Pejmanfar demanded “explanations” from the foreign ministry for the remarks, according to the Fars news agency.
Foreign ministry spokesman Saeed Khatibzadeh downplayed the comments, speaking to reporters in Tehran.
He said that the recording reflects Zarif’s “personal opinions,” and that it was never intended to be released.
The comments were made “within the framework of routine and confidential interviews within the government” he said, adding that leaking it was “a crime.”
Former vice president Mohammad Ali Abtahi said on Twitter that publishing the recording was “tantamount to Israel stealing the nuclear documents” from Iran.
Ali Khezrian, deputy of the Iranian parliament, called Zarif’s comments “analytical backwardness” serious enough to end his career in a Twitter post.

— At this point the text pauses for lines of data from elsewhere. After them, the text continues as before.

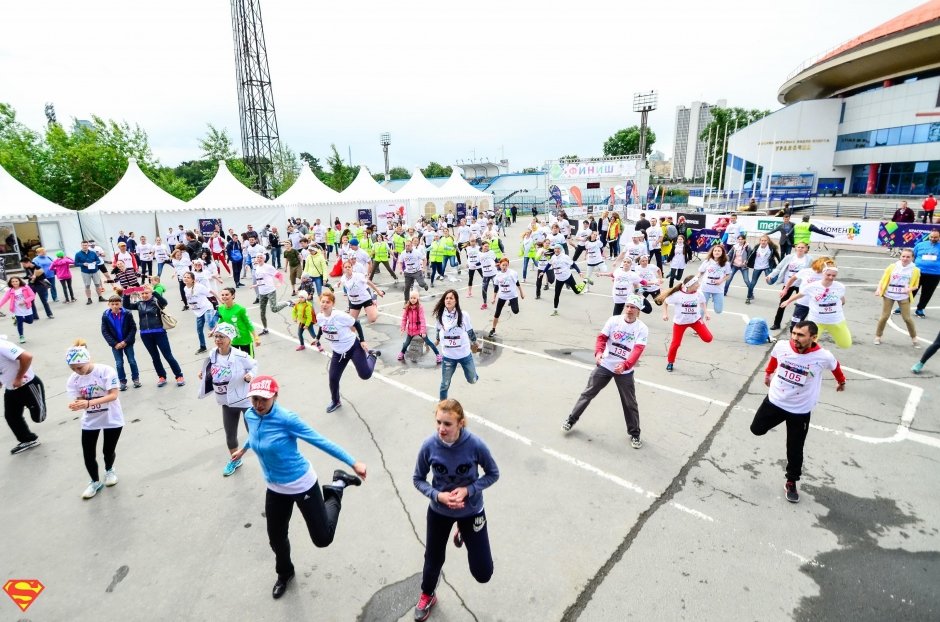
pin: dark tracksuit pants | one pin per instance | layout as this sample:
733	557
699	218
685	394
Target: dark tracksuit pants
769	416
476	538
600	378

Others said the leak will give Iran’s elections watchdog cause to disqualify Zarif should he decide to run for president.
Among those is Vali Nasr, an expert on Iran and former dean of the Johns Hopkins School of Advanced International Studies in Washington, who said on Twitter that the leak “was designed to stop [Zarif] from running for president.”
All candidates who wish to run for election in Iran must be approved by the Guardian Council, whose members are appointed by Supreme Leader Ali Khamenei. The supreme leader is said to want a more “hardline” president this time around, especially since the next president may be the last one of his lifetime.
Iran’s presidential elections are less than two months away, and while Zarif has announced he will not run, some “reformists” in Iran still view him as their best option in the presidential race.
Others say Zarif attempted to come across as more of a critic in the interview in order to gain sympathy and support from the public, indicating he may plan to run for president.
Kasra Aarabi, an Iran analyst at the Tony Blair Institute for Global Change, wrote on Twitter that the leak appears “coordinated,” saying it aims to rally support for Zarif inside Iran while pressuring the US to give Tehran sanctions relief on the premise that doing so would strengthen the hands of “moderates” such as Zarif ahead of the presidential elections in June.
“This has all the hallmarks of a deliberate “leak” coordinated quite possibly by Zarif himself albeit with green-light from above,” Aarabi added.
Zarif was on a trip to neighboring Iraq on Monday, according to Iranian media, visiting the site outside of Baghdad where Soleimani was assassinated. He has yet to comment publicly on the leak.